The Euskadi Cancer Registry, an office created in 1986 and attached to the Ministry of Health, does not have up-to-date information on the real prevalence of the pathology, which is the main cause of death in men and children under 15 and the second in women, according to documentation collected by this newspaper. The latest consolidated data for the entire autonomous community dates from 2019, again according to these references. Many internal sources claim that this lack of data has already meant that the autonomous community has not been able to provide in October 2025 the data required by the REDECAN system, the Spanish network of regional archives, nor to respond by January 2026 to European (ENCR) and global (IACR) requests.
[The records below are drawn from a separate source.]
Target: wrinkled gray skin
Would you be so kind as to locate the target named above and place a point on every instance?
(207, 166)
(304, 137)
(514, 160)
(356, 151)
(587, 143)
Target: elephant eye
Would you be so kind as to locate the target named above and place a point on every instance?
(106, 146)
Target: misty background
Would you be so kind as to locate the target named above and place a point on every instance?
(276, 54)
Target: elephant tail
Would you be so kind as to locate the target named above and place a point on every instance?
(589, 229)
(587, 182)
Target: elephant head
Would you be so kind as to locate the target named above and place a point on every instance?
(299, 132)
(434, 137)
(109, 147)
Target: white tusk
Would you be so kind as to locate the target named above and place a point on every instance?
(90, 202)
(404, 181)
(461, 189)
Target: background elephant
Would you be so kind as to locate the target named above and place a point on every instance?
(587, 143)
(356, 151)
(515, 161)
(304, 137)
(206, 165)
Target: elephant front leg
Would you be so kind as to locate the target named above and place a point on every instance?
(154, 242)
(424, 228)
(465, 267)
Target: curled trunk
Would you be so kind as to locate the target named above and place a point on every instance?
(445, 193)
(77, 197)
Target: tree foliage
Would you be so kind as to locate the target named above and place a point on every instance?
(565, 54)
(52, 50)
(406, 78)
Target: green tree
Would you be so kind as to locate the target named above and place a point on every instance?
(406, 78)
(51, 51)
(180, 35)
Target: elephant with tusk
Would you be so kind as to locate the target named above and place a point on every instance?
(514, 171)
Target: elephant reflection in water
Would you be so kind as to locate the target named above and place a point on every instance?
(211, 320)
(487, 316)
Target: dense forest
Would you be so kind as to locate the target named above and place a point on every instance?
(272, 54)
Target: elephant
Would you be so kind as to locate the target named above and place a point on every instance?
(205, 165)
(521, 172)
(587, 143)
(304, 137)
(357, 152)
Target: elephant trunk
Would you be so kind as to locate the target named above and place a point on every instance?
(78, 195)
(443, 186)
REDECAN indicates that the Cancer Registry is a fundamental tool to “know the incidence of cancer disease, its trend, survival and epidemiological prevalence, cataloged by location or geographic area, age groups, sex or other characterizations that may be useful.” It is expected to collect data from both Osakidetza and private centers. It also “facilitates the analysis of the clinical evolution of different types of cancer” and makes it possible to “contribute to the development of research”. In the recent Oncological Plan, from October, there was talk of “strengthening the collaboration of the Euskadi Cancer Registry with national and international registries”, particularly with regard to childhood cases, but the incidence data was presented for the period from 2001 to 2019.
In light of the documentation to which this newspaper has had access, Euskadi has been facing a problem in this matter for years. Lack of staff, incomplete IT developments are mixed together – despite the annual aid of 50,000 euros that the autonomous community has received from the Ministry of Health at least since 2024 – and the apparent neglect of internal complaints that have been occurring for months. The problem is particularly pressing in Biscay, but data recording also poses problems in Álava. The situation is better in Gipuzkoa.
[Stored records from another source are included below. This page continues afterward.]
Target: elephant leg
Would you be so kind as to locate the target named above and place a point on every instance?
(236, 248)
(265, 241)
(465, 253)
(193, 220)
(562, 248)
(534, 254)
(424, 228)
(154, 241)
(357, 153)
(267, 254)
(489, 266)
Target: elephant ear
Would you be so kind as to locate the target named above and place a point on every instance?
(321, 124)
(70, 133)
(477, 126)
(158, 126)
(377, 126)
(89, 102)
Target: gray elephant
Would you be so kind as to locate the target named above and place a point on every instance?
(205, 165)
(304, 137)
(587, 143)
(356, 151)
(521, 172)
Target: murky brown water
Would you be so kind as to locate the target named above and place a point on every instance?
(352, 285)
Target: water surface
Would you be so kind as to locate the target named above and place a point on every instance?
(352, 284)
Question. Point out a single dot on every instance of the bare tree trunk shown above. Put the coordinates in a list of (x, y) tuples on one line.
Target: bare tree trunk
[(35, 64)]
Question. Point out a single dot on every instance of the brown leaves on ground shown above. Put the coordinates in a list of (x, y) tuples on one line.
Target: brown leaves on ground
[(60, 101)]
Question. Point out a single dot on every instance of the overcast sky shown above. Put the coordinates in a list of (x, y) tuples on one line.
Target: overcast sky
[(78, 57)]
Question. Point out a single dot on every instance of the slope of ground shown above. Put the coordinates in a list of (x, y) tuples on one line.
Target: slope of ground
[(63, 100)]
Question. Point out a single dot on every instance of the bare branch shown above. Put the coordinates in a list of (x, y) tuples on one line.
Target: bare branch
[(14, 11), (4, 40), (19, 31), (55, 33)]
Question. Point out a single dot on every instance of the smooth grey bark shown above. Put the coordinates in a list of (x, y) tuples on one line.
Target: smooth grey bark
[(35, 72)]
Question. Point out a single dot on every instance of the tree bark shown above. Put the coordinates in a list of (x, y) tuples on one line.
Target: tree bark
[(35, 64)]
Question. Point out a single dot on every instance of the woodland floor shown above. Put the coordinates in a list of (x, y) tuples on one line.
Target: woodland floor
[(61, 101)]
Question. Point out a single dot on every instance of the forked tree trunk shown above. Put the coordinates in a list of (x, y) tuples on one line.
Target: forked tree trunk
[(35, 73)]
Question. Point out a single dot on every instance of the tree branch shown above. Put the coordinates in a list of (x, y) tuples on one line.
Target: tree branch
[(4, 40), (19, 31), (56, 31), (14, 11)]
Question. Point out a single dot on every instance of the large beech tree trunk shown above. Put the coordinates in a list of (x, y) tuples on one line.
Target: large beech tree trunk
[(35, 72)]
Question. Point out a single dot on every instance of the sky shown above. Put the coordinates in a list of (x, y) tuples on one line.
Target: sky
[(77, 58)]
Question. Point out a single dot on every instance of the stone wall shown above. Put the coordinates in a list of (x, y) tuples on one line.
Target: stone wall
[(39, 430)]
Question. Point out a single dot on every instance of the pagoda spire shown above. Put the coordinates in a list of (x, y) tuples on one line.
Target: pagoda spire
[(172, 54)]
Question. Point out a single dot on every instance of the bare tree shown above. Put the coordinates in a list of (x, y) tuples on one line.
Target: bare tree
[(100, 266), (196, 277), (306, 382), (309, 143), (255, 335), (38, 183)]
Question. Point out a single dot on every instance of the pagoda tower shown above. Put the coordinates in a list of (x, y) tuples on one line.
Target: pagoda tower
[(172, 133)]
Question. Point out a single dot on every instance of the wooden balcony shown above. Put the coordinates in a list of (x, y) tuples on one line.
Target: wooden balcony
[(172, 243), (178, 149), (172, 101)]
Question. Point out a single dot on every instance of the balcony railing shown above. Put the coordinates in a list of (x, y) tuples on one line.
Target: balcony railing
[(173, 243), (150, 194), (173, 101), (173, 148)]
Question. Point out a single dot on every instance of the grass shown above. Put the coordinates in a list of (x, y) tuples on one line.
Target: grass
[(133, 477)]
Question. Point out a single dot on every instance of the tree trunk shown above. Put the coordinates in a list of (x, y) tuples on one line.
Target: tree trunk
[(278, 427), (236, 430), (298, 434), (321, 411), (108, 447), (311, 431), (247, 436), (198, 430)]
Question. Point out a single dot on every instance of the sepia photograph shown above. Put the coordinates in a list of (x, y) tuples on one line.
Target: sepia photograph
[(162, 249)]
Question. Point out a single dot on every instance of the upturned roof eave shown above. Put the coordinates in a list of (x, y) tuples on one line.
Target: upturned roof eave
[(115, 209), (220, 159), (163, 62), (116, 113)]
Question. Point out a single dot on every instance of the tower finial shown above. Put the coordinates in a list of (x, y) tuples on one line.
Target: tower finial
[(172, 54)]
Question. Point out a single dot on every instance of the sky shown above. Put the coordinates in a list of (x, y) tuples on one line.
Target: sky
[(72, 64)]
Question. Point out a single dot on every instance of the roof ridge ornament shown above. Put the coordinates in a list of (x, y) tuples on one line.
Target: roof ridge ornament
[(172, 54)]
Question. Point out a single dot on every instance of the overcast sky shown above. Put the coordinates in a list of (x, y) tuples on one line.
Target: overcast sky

An example: the case of the IACR. The International Association of Cancer Registries requests information every four years. The last request was from 2021 and data from 2017 was provided. Now it would only be possible to provide those that exist until 2019. More data: in 2010 there were the equivalent of 4.5 professionals in the Cancer Registry and now there are 3 and in Álava there are none left.
“The data is recorded in all hospitals, care, treatments, patients,… Everything. Without a doubt, all the data is recorded,” respond health sources. Advisor Alberto Martínez’s team, however, indicates “that the data transfer application used is more than 15 years old” and that it is being “modernized” with the aim of “guaranteeing a safer, more efficient platform adapted to current needs”. “The precedent was becoming obsolete,” says Health. They attribute this to possible “technical difficulties” in the “interoperability” of the data. They also indicate that the workforce has been reinforced and that there is no need to return any aid line to the state.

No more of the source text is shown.